BACKGROUND OF THE INVENTION 1. Field of the Invention The present invention relates to a rubber molded article vulcanization mold for vulcanizing rubber molded articles such as tires.

[0002]

2. Description of the Related Art When forming a tire, pressure is applied to the inside of a molded raw tire to press the outside surface of the raw tire against the inner wall of a heated mold, and the raw rubber is applied with heat and pressure. A vulcanizing mold for vulcanization (hereinafter referred to as a mold) is used. This mold has exhaust passages such as micro vents, slits, vent holes, and cross vents in order to remove the air trapped between the tire outer surface and the mold and the gas generated from the raw tire during vulcanization. It is provided. However, when the above-mentioned micro vent, vent hole, and cross vent are used, the rubber material enters the vent hole during molding, and many rubber protrusions called spew are formed on the surface of the vulcanized tire. However, trimming was indispensable because it would damage the appearance of the tire. In addition, even if trimming is performed, variations in the cut height may occur or there may be uncut portions, which is not preferable for the appearance of the tire and also requires trimming equipment.
It was a cost increase. In addition, since the vent holes are clogged on the mold side due to spewing, it is necessary to remove them with a tool such as a drill.However, since the mold has several hundred vent holes, the removal work is It was tough. The cross vent has a problem that it cannot be removed even by using a tool or the like. In addition, a film-like protrusion called a lip occurs at the slit, which is not preferable in terms of tire appearance. In addition, if a large lip that crosses the tire main groove is generated, it will become a factor to block the drainage by making the main groove that acts as a drainage dam, so especially when running on a wet road surface, hydroplaning is induced. Problems such as safe driving also occur.

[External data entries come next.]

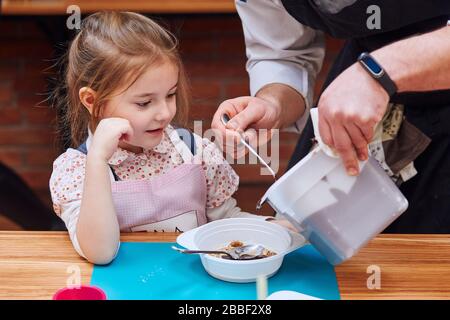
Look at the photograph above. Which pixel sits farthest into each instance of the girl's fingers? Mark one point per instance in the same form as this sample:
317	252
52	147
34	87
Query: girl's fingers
344	146
325	132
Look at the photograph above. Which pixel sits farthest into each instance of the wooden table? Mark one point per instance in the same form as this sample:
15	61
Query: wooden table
33	265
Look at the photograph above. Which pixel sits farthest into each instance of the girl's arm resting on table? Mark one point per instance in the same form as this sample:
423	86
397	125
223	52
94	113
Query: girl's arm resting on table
97	231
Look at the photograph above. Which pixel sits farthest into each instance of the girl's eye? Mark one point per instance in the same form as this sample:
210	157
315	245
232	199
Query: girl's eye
143	104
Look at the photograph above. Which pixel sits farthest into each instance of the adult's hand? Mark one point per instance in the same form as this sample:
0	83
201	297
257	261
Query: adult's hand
349	109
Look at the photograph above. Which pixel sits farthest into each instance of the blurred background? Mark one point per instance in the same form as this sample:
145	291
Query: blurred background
32	35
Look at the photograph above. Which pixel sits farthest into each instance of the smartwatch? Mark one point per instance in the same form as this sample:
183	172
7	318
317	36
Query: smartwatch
377	72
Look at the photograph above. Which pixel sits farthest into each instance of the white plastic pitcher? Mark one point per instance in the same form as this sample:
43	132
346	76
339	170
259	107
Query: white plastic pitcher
338	214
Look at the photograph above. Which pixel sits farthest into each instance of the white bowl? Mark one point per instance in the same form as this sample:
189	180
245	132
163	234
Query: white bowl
220	233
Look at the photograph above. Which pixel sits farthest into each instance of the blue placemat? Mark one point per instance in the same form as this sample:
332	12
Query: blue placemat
155	271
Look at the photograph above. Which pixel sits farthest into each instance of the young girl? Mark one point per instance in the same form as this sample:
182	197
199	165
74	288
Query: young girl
129	169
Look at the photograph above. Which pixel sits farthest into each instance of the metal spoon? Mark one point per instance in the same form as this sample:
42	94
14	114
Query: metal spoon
248	252
225	118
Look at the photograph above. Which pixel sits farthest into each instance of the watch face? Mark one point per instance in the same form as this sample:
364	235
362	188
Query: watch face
373	66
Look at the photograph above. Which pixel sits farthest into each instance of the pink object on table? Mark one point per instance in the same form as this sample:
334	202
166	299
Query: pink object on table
80	293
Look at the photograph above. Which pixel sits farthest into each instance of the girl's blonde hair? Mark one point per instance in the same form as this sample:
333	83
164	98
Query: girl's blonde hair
109	53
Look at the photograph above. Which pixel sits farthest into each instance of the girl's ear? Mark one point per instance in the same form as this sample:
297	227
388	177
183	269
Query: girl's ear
87	98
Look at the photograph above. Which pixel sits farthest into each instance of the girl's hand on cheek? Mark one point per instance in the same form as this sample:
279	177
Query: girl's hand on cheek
108	134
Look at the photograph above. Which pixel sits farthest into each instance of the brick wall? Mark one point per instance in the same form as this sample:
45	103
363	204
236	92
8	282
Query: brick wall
212	47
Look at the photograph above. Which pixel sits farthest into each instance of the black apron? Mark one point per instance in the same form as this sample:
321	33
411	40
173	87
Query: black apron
428	192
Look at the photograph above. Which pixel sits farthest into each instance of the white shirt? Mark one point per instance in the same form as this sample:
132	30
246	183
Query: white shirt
280	50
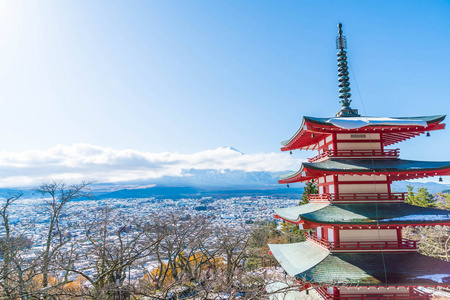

Therefore, as a mold that does not require the trimming step, it has a porous member formed by forming a large number of pores through which only a gas passes in a base material such as a metal or a large number of voids such as a sintered metal. A mold using a porous air vent provided with a porous member made of a porous body has been developed. FIGS. 7A to 7C are views showing a configuration example of a rubber molded product vulcanizing mold 10P including a conventional porous member. The rubber molded product vulcanizing mold 10P includes a plurality of segments 11. An opening 12 for inserting a raw tire to be vulcanized and a rubber material (bladder) for supplying heat and pressure is formed in the shaft core portion of the mold 10P. There is. The segment 11 is
It is composed of an outer case 51 made of steel and a plurality of pieces 52 made of aluminum fixed to the inside of the outer case 51 with bolts or the like (not shown). The surface of the piece 52 (exposed to the inner surface of the mold 10P is exposed). The portion) is the tire forming surface, that is, the portion to which the rubber of the raw tire to be vulcanized adheres. Each of the pieces 52 is formed with a plurality of holes 52S communicating with exhaust holes described later provided in the outer case 51, and each of the holes 52S is shown in FIGS. 8A and 8B. So the outer case 5
A plurality of vent pieces (hereinafter referred to as porous air vents) 53 in which a large number of straight pores 53S having a diameter of 10 to 40 μm and communicating with one exhaust hole 51S are formed are buried. In addition, in FIG. 8B, the upper side (the piece 52 side) of the drawing is the rubber side, and the lower side (the outer case 5).
1 side) is the mold side. Thereby, the mold 10
The air between P and the outer surface of the tire, and the gas generated from the raw tire during vulcanization are exhausted by the exhaust means (not shown) such as a vacuum pump connected to the exhaust hole 51S. And is discharged from the exhaust hole 51S of the outer case to the outside of the mold 10P through a gap 54 provided between the piece 52 and the outer case 51.

[0004]

However, in the above-mentioned conventional porous air vent 53, as shown in FIG.
Since the diameter of the pores 53S is constant from the cavity side to the opposite side (outer case 51 side), fumes such as oil and various chemicals and metals released from the raw tire during vulcanization are provided on the cavity side. When the plug material p such as fine particles of polymer, carbon or the like is clogged, it is difficult to discharge the plug material p to the exhaust side (outside the mold 10P). If the plug material p adheres to the cavity side of the pore 53S in a crocodile shape, the air vent channel becomes narrower, and the plug material p is more likely to adhere, and eventually a bridge is formed to close the pore 53S. This significantly reduces exhaust efficiency, resulting in early tire failure. Therefore, the mold 10P needs to be frequently washed, and the operating efficiency of the mold 10P is poor. Further, in the porous member, once the plugging occurs, it is extremely difficult to remove the plugged plug material with a drill or the like. Since the voids that are formed are not straight, a special cleaning method must be used, which makes it difficult to clean the mold. Further, when a sintered metal is used as the porous member, there is a problem in that a trace of the vent mesh (patch) appears on the tire surface and the appearance is impaired.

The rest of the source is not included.